Sun Java Communications Suite 5 Deployment Planning Guide

Demilitarized Zone (DMZ)

These days, most company networks are configured for a DMZ. The DMZ separates the corporate network from the Internet. The DMZ is a tightly secured area into which you place servers providing Internet services and facilities (for example, web servers). These machines are hardened to withstand the attacks they might face. To limit exposure in case of a security breach from such attacks, these servers typically contain no information about the internal network. For example, the nameserver facilities only include the server and the routers to the Internet.

Progressively, DMZ implementations have moved the segment behind the firewall as firewall security and facilities have increased in robustness. However, the DMZ still remains segmented from the internal networks. You should continue to locate all machines hosting Web servers, FTP servers, mail servers, and external DNS on a DMZ segment.

A simpler network design might only define separate DMZ segments for Internet services, VPN access, and remote access. However, security issues exist with VPN and remote access traffic. You need to separate appropriate connections of these types from the rest of the network.

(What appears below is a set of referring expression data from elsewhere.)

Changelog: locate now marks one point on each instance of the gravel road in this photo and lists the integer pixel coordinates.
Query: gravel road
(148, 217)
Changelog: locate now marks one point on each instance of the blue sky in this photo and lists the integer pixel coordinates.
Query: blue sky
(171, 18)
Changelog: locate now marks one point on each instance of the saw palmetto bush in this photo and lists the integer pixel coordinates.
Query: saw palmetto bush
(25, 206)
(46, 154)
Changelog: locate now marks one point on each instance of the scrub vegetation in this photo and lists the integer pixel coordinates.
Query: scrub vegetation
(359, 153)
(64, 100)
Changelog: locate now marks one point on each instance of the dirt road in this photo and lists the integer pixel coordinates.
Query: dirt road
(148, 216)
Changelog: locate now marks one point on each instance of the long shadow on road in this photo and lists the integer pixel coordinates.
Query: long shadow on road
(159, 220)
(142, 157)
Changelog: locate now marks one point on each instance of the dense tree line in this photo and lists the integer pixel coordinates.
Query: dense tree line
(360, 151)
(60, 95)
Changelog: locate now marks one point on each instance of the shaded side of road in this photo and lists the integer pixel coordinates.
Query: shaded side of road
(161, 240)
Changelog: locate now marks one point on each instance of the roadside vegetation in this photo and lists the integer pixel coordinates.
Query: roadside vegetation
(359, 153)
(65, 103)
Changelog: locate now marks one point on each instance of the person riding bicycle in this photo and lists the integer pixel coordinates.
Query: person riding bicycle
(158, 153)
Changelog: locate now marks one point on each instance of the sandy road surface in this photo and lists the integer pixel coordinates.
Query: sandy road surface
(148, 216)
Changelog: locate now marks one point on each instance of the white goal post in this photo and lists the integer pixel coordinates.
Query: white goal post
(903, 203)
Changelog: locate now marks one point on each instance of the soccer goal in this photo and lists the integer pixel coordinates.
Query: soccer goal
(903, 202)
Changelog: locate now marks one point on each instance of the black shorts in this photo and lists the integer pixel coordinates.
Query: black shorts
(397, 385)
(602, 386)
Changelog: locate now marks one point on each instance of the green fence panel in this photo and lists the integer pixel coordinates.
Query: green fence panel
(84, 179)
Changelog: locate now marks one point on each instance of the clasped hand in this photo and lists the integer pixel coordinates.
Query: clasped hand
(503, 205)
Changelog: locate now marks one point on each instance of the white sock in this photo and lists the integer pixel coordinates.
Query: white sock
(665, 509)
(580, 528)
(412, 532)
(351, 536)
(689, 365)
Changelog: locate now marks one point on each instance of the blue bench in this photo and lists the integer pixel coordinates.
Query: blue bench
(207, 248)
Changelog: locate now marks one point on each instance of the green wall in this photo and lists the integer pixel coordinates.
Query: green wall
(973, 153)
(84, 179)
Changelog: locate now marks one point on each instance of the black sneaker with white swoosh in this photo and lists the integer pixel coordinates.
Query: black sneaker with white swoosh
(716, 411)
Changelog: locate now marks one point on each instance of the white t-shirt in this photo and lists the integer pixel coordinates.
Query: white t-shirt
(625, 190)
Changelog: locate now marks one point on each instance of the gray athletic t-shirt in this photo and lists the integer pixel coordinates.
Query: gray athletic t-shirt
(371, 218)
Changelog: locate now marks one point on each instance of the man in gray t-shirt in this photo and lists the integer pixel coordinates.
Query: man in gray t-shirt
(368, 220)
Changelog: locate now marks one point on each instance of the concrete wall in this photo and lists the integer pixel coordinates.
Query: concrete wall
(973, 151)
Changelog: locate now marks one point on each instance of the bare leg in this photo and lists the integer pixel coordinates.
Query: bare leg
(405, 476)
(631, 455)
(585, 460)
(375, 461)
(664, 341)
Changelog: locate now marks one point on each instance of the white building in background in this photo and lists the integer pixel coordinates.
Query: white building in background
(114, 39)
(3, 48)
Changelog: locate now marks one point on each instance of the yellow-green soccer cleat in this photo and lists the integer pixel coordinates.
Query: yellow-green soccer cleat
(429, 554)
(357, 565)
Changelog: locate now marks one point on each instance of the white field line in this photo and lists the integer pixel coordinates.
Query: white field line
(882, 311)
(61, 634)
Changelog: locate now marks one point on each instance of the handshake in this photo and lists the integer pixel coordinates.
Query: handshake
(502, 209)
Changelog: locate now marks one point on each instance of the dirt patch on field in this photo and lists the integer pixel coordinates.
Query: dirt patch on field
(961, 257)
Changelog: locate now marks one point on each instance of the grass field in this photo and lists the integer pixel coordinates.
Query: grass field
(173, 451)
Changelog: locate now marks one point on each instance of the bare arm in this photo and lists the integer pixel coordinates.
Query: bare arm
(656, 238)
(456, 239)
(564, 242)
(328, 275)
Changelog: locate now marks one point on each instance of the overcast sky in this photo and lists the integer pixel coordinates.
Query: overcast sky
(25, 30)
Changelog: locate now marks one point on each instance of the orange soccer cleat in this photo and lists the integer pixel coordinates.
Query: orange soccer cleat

The firewall providing the DMZ segmentation should allow only inbound packets destined to the corresponding service ports and hosts offering the services within the DMZ. Also, limit outbound initiated traffic to the Internet to those machines requiring access to the Internet to carry out the service they are providing (for example, DNS and mail). You might want to segment an inbound-only DMZ and an outbound-only DMZ, with respect to the type of connection requests. However, given the potential of a denial-of-service attack interrupting DNS or email, consider creating separate inbound and outbound servers to provide these services. Should an email-based Trojan horse or worm get out of control and overrun your outbound mail server, inbound email can still be received. Apply the same approach to DNS servers.